Des associations de psychiatres et de patients réclament le retrait d’un décret liant radicalisation et psychiatrie

Le lien entre santé mentale, radicalisation voire attentat est une question polémique.

Vingt-trois associations de psychiatres et de patients réclament l’abrogation d’un décret publié le 7 mai au Journal officiel qui lie psychiatrie et « radicalisation terroriste ».

La parution de ce décret « constitue une étape supplémentaire inacceptable et scandaleuse au fichage des personnes les plus vulnérables touchées par la maladie mentale dans notre pays », s’insurgent-elles dans un communiqué commun. Elles dénoncent un « amalgame indigne entre le champ sanitaire et celui de prévention de la radicalisation ».

Parmi les signataires figurent le Syndicat des psychiatres des hôpitaux (SPH), l’Union syndicale de la psychiatrie (USP), l’Association des secteurs de psychiatrie en milieu pénitentiaire (ASPMP) ou encore la Fédération nationale des associations d’usagers en psychiatrie (FNAPSY).

Ce décret autorise le croisement de deux fichiers de données à caractère personnel (identité, date de naissance, etc.), avec comme objectif « la prévention de la radicalisation ». Le premier, nommé Hopsyweb, concerne les personnes subissant des « soins psychiatriques sans consentement ». Le second est le Fichier des signalements pour la prévention et la radicalisation à caractère terroriste (FSPRT).

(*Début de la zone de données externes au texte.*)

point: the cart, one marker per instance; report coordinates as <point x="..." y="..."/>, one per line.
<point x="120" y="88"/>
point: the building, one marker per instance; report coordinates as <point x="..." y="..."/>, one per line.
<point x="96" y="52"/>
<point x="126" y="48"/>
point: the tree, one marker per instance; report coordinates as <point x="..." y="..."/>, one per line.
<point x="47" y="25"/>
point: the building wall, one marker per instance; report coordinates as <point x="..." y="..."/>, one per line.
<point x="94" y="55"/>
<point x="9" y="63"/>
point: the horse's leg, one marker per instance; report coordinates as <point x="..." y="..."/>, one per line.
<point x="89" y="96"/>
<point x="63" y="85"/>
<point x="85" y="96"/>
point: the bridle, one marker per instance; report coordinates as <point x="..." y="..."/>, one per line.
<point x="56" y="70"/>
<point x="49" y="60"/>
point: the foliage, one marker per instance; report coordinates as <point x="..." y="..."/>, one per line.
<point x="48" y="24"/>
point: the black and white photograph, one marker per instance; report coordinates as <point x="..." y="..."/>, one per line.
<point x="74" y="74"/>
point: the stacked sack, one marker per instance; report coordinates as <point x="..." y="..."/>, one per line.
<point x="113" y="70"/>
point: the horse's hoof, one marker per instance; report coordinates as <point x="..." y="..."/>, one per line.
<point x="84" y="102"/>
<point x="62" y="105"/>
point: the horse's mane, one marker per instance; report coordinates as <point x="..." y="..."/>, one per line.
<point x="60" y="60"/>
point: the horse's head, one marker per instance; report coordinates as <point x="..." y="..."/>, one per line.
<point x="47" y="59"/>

En vertu de ce décret, les préfets pourront être prévenus lorsqu’une personne fichée pour « radicalisation terroriste » est hospitalisée sans consentement pour des raisons psychiatriques.

Série de recours

Dans un avis publié en même temps que le décret, la Commission nationale de l’informatique et des libertés (CNIL) a estimé que la mise en relation des deux fichiers ne pouvait être « envisagée qu’avec une vigilance particulière ».

Le décret publié le 7 mai complète un premier texte du 23 mai 2018, qui autorisait le traitement et la consultation par les autorités des données de Hopsyweb.

Ce premier décret avait déjà été dénoncé par des psychiatres et les patients. Il fait l’objet de plusieurs recours devant le Conseil d’Etat, déposés par le Conseil national de l’Ordre des médecins et des syndicats ou associations de psychiatres.

Vendredi, le Conseil de l’Ordre a annoncé qu’il envisageait d’attaquer également le deuxième décret et qu’il prendrait une décision le 17 mai.